Someone has to let me write about Billy Joel. I keep talking about this in every interview I do, because like I say, I don’t like to work hard — so I’m thinking, ideally, somebody’s gonna see that and it’s gonna be like how models get discovered in movies. Someone will discover [this] and let me write it.

Do you have any advice for people who watch reality TV shows in secret, or are hiding their lowbrow loves?

Just relax [laughs]. It just doesn’t matter. I think that I often talk myself out of feeling that way actually, ’cause I spend a lot of time on Twitter, and a very cynical space on Twitter.

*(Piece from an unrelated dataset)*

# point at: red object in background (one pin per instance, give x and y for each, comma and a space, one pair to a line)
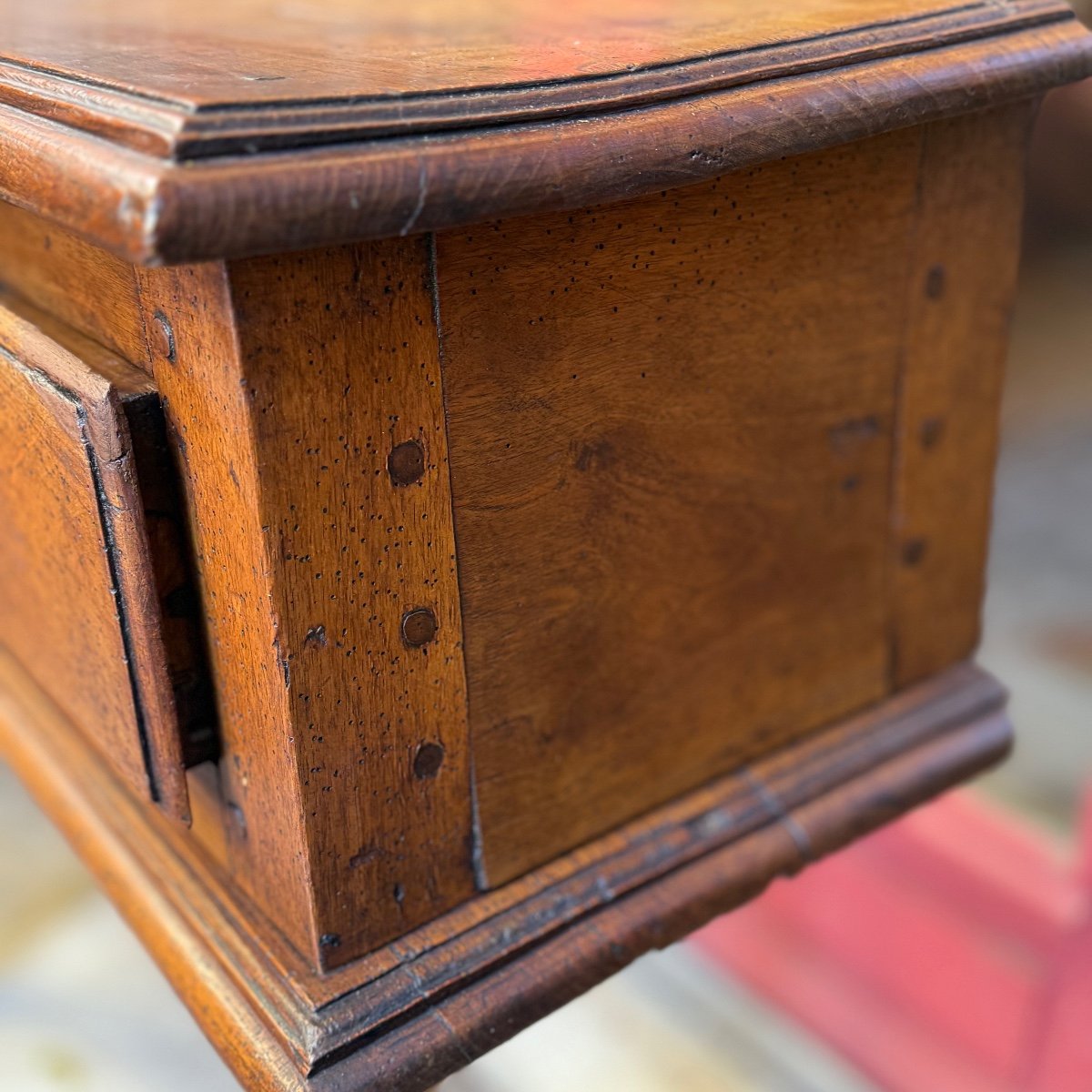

My example is I cannot f*ck with Marvel movies. I don’t understand why they’re all bluish-grey; I don’t understand why they’re so self-serious; I don’t know why we need 10 of them a year. But at the same time, I don’t see the value in sh*tting on people for liking it. That to me is where it becomes a danger, when your personal dislike of something silly or lowbrow becomes some kind of guiding principal for how you feel about other people.

So much of Tacky relies on these very sensory memories, like smelling Bath and Body Works perfume. Are you a nostalgic person by nature?

You know, it's interesting. I'm kind of not, but I guess you could probably argue that my instinct to always rewatch stuff rather than seek out new stuff, that's a form of nostalgia in its own way. I actually have a really bad memory. I can’t remember that much of my childhood before a certain age, and there are all these huge gaps. I've been told that’s something of a trauma response, like your brain clears out the old hard drive of stuff that’s gonna do it harm pretty regularly.

I think to the extent that I’m drawn to nostalgia, which I definitely am, it’s almost archeological preservation for me. The things I can remember really enjoying, they take on this outsized meaning because there's so much that I cannot remember or that I did not enjoy. Tacky is a series of love letters to 12 things that I distinctly remember loving, out of the hundreds and hundreds of things that caused me pain over the course of my life.

This interview has been edited and condensed for clarity.